Один раз Хорсту удалось дотянуться кончиком меча до стального наплечника Гилберта, рассечь его и даже повредить кожу. Бальфор видел, как вспыхнул торжествующий огонек в глазах врага. Напрасно. Царапина была несущественная и почти безболезненная, извернувшись Гилберту удалось нижним ударом отбить вверх опасное лезвие. Зато теперь он знал точно, куда нанести решающий укол. При замахе руки доспехи ландскнехта оставляли незащищенной подмышку. Податься назад. Выманить его. Заставить двигаться, атаковать. Шаг, еще шаг назад.
Хорст вскидывает руку с мечом вверх, увеличивая замах для большей силы удара. Раздразнить. Ободрить. Ложно подставить себя. Резкий разворот, на мгновение показать ему спину и… выпад. Слева и вверх. Есть!
Страшный фламберг вываливается из ослабевших пальцев, а рука, только что собиравшаяся обрушить смертоносное оружие на врага, плетью падает вниз. Второй рукой, еще удерживающей щит, ландскнехт пытается зажать рану. Он не сводит пылающих ненавистью глаз с Гилберта. Но внешне само спокойствие. Он готов к смерти.

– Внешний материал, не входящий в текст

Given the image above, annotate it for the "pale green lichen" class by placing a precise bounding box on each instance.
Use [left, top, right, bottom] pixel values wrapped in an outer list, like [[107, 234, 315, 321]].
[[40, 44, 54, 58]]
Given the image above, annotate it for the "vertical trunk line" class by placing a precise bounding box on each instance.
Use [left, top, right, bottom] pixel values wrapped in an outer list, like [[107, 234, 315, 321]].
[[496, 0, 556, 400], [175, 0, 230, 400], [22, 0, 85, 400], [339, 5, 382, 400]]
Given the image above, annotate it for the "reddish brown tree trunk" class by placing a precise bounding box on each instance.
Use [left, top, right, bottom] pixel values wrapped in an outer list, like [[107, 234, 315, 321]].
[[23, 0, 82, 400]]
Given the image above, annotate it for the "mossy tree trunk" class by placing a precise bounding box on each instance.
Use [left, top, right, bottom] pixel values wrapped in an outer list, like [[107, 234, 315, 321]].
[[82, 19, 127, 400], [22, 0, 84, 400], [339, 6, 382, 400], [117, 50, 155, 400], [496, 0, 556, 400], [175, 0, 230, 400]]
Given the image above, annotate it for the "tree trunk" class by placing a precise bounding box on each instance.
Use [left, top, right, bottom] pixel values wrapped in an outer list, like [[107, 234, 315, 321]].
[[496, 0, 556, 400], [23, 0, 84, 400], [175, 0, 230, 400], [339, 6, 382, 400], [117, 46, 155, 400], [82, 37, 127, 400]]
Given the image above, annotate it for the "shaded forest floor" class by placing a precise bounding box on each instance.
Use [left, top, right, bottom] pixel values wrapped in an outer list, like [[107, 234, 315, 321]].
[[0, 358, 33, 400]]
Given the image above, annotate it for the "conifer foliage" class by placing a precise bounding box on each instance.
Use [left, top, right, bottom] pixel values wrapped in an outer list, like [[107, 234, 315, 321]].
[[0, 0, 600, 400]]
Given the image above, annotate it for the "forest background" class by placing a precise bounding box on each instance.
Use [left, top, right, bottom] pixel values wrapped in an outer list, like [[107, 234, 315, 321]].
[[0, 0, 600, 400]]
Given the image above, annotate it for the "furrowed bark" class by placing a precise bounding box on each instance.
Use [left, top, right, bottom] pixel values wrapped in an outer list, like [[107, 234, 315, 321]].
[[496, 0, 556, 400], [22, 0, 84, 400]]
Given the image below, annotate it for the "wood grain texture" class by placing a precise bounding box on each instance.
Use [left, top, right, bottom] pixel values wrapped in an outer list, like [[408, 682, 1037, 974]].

Гилберт отступает назад, до тех пор пока не упирается в Бенгта. Мальчик шепчет ему:
- Мы победили! Их надо добить?
- Нет! – Мотает головой Гилберт. Во рту все пересохло, язык еле ворочается, голос хрипит. – Пусть убираются. Они свое получили. – Он говорит достаточно громко, чтобы слышали все.

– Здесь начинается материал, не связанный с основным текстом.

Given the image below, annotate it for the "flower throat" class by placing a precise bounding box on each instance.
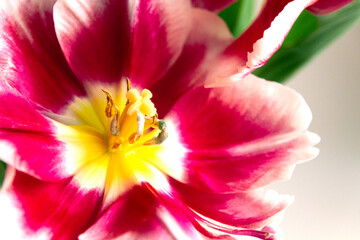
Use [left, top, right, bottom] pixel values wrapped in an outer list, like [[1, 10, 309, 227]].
[[102, 79, 168, 153]]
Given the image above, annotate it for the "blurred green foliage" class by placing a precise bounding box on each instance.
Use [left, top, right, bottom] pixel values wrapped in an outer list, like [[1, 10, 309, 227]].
[[220, 0, 360, 82]]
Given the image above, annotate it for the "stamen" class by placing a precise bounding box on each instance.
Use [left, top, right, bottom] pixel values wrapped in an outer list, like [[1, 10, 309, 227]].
[[129, 110, 145, 144], [101, 89, 119, 118]]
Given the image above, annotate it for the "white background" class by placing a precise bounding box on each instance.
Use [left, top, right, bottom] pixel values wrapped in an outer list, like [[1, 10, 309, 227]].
[[271, 24, 360, 240]]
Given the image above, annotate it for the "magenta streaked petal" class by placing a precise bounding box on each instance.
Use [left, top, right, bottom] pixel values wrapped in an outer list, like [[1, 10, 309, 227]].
[[206, 0, 316, 86], [0, 172, 102, 240], [54, 0, 130, 82], [171, 180, 293, 229], [150, 9, 233, 116], [168, 75, 319, 192], [191, 0, 236, 11], [54, 0, 190, 87], [128, 0, 191, 88], [308, 0, 354, 15], [0, 0, 84, 111], [80, 185, 198, 240]]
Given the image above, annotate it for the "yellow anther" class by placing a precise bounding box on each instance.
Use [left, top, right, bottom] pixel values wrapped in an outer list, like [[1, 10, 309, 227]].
[[141, 89, 152, 99], [126, 78, 131, 91], [101, 89, 118, 118]]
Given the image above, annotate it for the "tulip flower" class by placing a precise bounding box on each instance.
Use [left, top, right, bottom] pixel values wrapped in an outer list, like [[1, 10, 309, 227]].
[[0, 0, 319, 240]]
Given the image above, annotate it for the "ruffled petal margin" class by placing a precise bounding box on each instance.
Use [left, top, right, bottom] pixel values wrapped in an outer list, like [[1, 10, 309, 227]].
[[206, 0, 317, 87], [165, 75, 319, 192], [79, 184, 201, 240]]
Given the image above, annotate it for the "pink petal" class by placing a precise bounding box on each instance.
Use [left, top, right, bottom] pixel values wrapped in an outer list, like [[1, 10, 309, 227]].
[[191, 0, 235, 11], [172, 180, 293, 229], [167, 75, 318, 192], [80, 185, 198, 240], [0, 85, 69, 181], [0, 0, 84, 111], [206, 0, 316, 86], [54, 0, 190, 86], [150, 9, 233, 116], [0, 172, 102, 240], [130, 0, 191, 87], [54, 0, 130, 82], [308, 0, 354, 15]]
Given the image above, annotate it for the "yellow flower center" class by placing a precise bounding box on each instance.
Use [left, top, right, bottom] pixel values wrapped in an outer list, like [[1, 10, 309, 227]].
[[53, 78, 184, 205]]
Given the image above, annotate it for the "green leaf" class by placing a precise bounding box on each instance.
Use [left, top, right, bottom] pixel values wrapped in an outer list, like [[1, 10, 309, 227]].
[[0, 161, 6, 187], [254, 0, 360, 82], [219, 0, 256, 37]]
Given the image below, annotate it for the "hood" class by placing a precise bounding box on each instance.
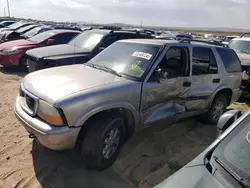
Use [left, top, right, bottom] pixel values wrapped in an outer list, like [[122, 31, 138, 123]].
[[155, 165, 224, 188], [0, 39, 37, 50], [237, 52, 250, 66], [27, 44, 88, 59], [23, 65, 126, 104], [0, 31, 14, 40]]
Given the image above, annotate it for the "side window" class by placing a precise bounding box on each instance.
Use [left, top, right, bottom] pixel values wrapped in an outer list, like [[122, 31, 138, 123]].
[[159, 47, 189, 78], [51, 34, 63, 44], [216, 48, 242, 73], [63, 33, 78, 44], [192, 47, 218, 75]]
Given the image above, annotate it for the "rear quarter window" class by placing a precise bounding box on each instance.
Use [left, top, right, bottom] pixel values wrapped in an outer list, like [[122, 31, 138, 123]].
[[216, 48, 242, 73]]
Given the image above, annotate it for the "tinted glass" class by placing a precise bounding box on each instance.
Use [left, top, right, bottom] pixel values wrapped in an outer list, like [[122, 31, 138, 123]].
[[214, 116, 250, 185], [87, 42, 160, 78], [16, 25, 36, 33], [69, 31, 104, 51], [209, 50, 218, 74], [159, 47, 187, 78], [28, 31, 56, 43], [228, 40, 250, 53], [192, 47, 210, 75], [24, 27, 41, 38], [217, 48, 242, 72]]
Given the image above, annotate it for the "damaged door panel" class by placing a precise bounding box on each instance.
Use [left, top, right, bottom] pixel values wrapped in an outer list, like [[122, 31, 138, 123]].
[[140, 47, 191, 126], [185, 47, 222, 111]]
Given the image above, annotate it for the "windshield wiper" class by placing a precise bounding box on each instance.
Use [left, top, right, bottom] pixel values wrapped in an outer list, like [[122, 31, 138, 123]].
[[103, 65, 122, 77], [85, 63, 122, 77], [240, 50, 250, 54], [214, 156, 249, 188]]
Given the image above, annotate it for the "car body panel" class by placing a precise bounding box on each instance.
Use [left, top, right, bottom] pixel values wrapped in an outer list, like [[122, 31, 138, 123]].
[[0, 30, 78, 67], [15, 39, 241, 151]]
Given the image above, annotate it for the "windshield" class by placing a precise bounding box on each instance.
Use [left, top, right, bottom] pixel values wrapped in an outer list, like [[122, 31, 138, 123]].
[[228, 40, 250, 52], [28, 31, 56, 43], [214, 115, 250, 185], [24, 27, 41, 38], [89, 42, 160, 78], [69, 31, 104, 51], [16, 25, 36, 33], [8, 22, 23, 29]]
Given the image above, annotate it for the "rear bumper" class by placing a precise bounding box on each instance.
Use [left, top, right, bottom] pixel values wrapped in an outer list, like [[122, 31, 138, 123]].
[[15, 96, 80, 150]]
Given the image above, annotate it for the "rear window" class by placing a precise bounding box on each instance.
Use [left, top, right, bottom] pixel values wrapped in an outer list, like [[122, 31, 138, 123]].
[[216, 48, 242, 73]]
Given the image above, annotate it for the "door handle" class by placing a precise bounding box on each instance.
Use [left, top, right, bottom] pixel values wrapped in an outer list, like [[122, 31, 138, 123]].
[[213, 78, 220, 83], [182, 82, 191, 87]]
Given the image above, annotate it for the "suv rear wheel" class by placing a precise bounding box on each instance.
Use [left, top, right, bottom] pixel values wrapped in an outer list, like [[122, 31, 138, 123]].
[[207, 94, 227, 125], [81, 113, 125, 170]]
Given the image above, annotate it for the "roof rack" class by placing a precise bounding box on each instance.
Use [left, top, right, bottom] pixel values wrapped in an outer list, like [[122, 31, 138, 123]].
[[112, 29, 150, 35], [240, 33, 250, 38], [179, 39, 229, 48]]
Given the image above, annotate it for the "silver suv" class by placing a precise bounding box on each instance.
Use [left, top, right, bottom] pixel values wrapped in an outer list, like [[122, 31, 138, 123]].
[[15, 39, 242, 169]]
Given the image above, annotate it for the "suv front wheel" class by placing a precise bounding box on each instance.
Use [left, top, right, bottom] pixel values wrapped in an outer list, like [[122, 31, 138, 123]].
[[207, 94, 227, 125], [81, 113, 125, 170]]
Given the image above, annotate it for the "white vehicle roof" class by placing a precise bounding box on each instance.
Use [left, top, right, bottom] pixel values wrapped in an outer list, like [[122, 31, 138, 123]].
[[232, 37, 250, 41]]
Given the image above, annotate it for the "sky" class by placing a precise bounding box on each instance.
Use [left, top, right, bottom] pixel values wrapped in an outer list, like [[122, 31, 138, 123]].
[[0, 0, 250, 29]]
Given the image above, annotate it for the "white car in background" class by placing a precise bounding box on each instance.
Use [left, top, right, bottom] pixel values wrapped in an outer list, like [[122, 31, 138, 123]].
[[222, 36, 239, 44]]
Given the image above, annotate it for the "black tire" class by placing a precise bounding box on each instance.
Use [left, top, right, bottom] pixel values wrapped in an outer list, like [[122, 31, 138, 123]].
[[81, 113, 125, 170], [206, 94, 227, 125]]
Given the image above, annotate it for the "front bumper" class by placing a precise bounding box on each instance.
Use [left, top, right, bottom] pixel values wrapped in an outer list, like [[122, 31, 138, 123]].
[[15, 96, 80, 150]]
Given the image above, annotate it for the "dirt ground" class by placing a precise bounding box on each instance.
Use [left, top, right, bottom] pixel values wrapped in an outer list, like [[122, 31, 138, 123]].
[[0, 67, 248, 188]]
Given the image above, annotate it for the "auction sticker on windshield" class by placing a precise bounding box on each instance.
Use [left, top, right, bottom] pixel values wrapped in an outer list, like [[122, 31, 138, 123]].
[[132, 52, 152, 60]]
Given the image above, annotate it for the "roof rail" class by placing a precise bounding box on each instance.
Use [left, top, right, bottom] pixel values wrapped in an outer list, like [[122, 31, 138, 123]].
[[240, 33, 250, 38], [179, 39, 229, 48], [117, 29, 151, 35]]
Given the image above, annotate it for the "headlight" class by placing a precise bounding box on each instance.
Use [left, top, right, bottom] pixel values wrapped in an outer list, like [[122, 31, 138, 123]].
[[1, 48, 18, 55], [38, 100, 64, 126]]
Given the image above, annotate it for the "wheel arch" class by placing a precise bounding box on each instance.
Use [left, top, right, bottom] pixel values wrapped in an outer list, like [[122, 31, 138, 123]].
[[209, 87, 233, 107], [75, 102, 140, 140]]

Хорст уходит первым, не обронив ни единого слова, а лишь отшвырнув ставшим ненужным щит, нагибается и подбирает здоровой рукой свой страшный меч и тут же снова зажимает рану. Его конь, повинуясь молчаливому сигналу хозяина, следует за ним. Двое других – один целый и невредимый, другой с разбитым лицом, боязливо озираясь на Гилберта и Бенгта, направляются к третьему – Вальтеру, у которого рассечена голова, и подхватив его, несут к лошадям. Вальтеру совсем плохо, видимо он без сознания, ноги волочатся по траве. Закинув его поперек седла, сами садятся верхом и, взяв за поводья лошадь с раненым, немцы покидают поле сражения.
В лесу остаются лишь Гилберт, Бенгт, бездыханный Отто и три лошади.
- С победой, сынок! С первым настоящим крещением мечом! – Гилберт обнимает пасынка за плечи, прижимает к себе.
- Поделом им! – Мальчишка бурчит в ответ. Гилберт чувствует его дрожь и успокаивающе похлопывает по спине.